Awesome
CFENet
A Context Feature Enhancement Network for Building Extraction from High-Resolution Remote Sensing Imagery
The complexity and diversity of buildings make it challenging to extract low-level and high-level features with strong feature representation using deep neural networks in building extraction tasks. Meanwhile, deep neural network-based methods have many network parameters, which take up a lot of memory and time in training and testing. We propose a novel fully convolutional neural network called Context Feature Enhancement Network (CFENet) to address these issues. CFENet comprises three modules: the spatial fusion module, the focus enhancement module, and the feature decoder module. Firstly, the spatial fusion module aggregates the spatial information of low-level features to obtain buildings’ outline and edge information. Secondly, the focus enhancement module fully aggregates the semantic information of high-level features to filter the information of building-related attribute categories. Finally, the feature decoder module decodes the output of the above two modules to segment the buildings more accurately. In a series of experiments on the WHU Building and the Massachusetts Building Dataset, the efficiency and accuracy of our CFENet balance on all five evaluation metrics: PA, Recall, F1, IoU, and FWIoU. Moreover, our model is smaller, which means it occupies less memory and runs faster. This indicates that CFENet can effectively enhance and fuse buildings’ low-level and high-level features, improving building extraction accuracy.

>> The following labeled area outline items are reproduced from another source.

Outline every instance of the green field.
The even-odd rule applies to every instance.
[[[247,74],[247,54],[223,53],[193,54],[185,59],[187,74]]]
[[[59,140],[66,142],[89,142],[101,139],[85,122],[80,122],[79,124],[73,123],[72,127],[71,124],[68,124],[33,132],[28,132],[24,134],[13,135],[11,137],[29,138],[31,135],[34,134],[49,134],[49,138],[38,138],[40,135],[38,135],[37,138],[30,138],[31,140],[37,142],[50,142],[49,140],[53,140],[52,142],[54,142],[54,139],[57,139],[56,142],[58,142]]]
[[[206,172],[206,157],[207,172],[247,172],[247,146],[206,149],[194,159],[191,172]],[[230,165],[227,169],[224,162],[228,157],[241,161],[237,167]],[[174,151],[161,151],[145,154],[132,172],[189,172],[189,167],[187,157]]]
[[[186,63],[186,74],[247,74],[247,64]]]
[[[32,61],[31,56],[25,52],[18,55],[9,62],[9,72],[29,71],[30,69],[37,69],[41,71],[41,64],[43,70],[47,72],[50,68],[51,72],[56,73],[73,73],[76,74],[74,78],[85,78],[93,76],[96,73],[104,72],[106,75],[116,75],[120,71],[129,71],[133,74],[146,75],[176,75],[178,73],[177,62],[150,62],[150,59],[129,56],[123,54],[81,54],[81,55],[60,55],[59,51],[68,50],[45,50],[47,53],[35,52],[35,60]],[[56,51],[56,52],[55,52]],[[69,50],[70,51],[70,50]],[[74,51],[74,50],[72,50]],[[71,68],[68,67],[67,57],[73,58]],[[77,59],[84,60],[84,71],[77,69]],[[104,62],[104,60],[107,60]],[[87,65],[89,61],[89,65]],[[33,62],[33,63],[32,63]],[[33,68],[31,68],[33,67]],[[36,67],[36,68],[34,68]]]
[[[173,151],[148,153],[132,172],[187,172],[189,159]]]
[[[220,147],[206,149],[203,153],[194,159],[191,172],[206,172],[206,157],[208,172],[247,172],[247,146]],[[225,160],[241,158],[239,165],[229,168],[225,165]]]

Our main contributions include the following:
- An end-to-end context feature enhancement network, namely CFENet, is proposed to address the challenges of complexity and diversity of buildings encountered in building extraction from remote sensing images.
- CFENet achieves more accurate building extraction results on the WHU Building Dataset and the Massachusetts Building Dataset by explicitly establishing rich contextual relationships on low-level and high-level features.
- CFENet balances efficiency and accuracy by employing dilated convolution in the spatial fusion module and asymmetric convolution in the focus enhancement module.
Requirements:
An Pytorch implementation of our work.
- pytorch 1.7.0
- CUDA 11.0
- python 3.7
Overview code directory:
${ROOT}/
├── dataset/
├── network/ :contains model definition.
├── pretrained_model/ :includes training model.
├── train_model/ :includes training model.
├── utils/ :contains some utility functions.
├── train.py/ : training scripts for building extraction.
├── metric.py
├── README.md
Implementation details:
Our proposed method is implemented based on pytorch 1.7.0 and cuda 11.0. An Adam optimizer is applied to train our network with a learning rate initialized to 0.0001, and then decayed to 0.1 of the current learning rate every 50 epochs. Our network is trained on the GPU for a number of 200 epochs.
Our CFENet model:
You can download the trained model to verify our results.
- Our train_model (CFENet)
[CSNetbuilding_extraction.pth] - The pretrained_model
[resnet101-5be5422a.pth]
Dataset:
-
WHU Building Dataset: download from this link
[gpcv.whu.edu.cn/data/building_dataset.html] -
Massachusetts Building Dataset: download from this link
[Road and Building Detection Datasets (toronto.edu)]
References:
-
[1] Yu F, Koltun V. Multi-scale context aggregation by dilated convolutions[J]. arXiv preprint arXiv:1511.07122, 2015.
-
[2] Denton E L, Zaremba W, Bruna J, et al. Exploiting linear structure within convolutional networks for efficient evaluation[J]. Advances in neural information processing systems, 2014, 27.
-
[3] Ji S, Wei S, Lu M. Fully convolutional networks for multisource building extraction from an open aerial and satellite imagery data set[J]. IEEE Transactions on Geoscience and Remote Sensing, 2018, 57(1): 574-586.
-
[4] Mnih V. Machine learning for aerial image labeling[M]. University of Toronto (Canada), 2013.